The ongoing discussion about shell companies is damaging the Netherlands’ reputation as a good location for business, Robert Swaak, chairman of the board at accountants group PwC, told the Financieele Dagblad on Saturday.
The idea that the Netherlands is a tax haven is ‘completely misplaced’, he said. ‘We do not have low corporation taxes, no special low tariffs, no banking secrecy and we are transparent towards foreign tax regimes.’
‘The 20,000 companies that everyone talks about are mainly holding companies and they should not be part of the discussion,’ he said.
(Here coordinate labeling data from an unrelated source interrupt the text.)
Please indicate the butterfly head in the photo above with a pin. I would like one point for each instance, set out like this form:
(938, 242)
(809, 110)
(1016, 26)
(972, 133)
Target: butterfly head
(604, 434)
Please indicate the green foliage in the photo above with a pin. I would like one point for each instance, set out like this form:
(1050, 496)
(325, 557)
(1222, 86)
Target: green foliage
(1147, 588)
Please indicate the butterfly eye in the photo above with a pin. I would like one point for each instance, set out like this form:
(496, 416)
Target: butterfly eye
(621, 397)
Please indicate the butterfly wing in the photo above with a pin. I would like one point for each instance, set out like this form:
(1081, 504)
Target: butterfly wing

Holding companies, Swaak said, are used to receive dividends from foreign subsidiaries which have already paid corporation taxes. ‘There is no question of avoiding taxes, but limiting double taxation. And everyone agrees double taxation … should be prevented.’
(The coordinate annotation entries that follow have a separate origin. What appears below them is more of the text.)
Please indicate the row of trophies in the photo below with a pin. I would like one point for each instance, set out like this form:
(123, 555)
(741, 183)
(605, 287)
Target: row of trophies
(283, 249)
In addition, trust offices which manage these holding companies employ some 2,000 people, whose jobs would be hit if the Netherlands got tough on shell companies, Swaak said.
On Friday, Labour leader Diederik Samsom said he wanted to see letterbox companies tackled. ‘I don’t like the idea the Netherlands is a tax haven,’ he told a television interview show.
‘I think it is a bad idea to levy little tax on companies that don’t do anything here, but just move money along…We are going to tackle this, step by step.’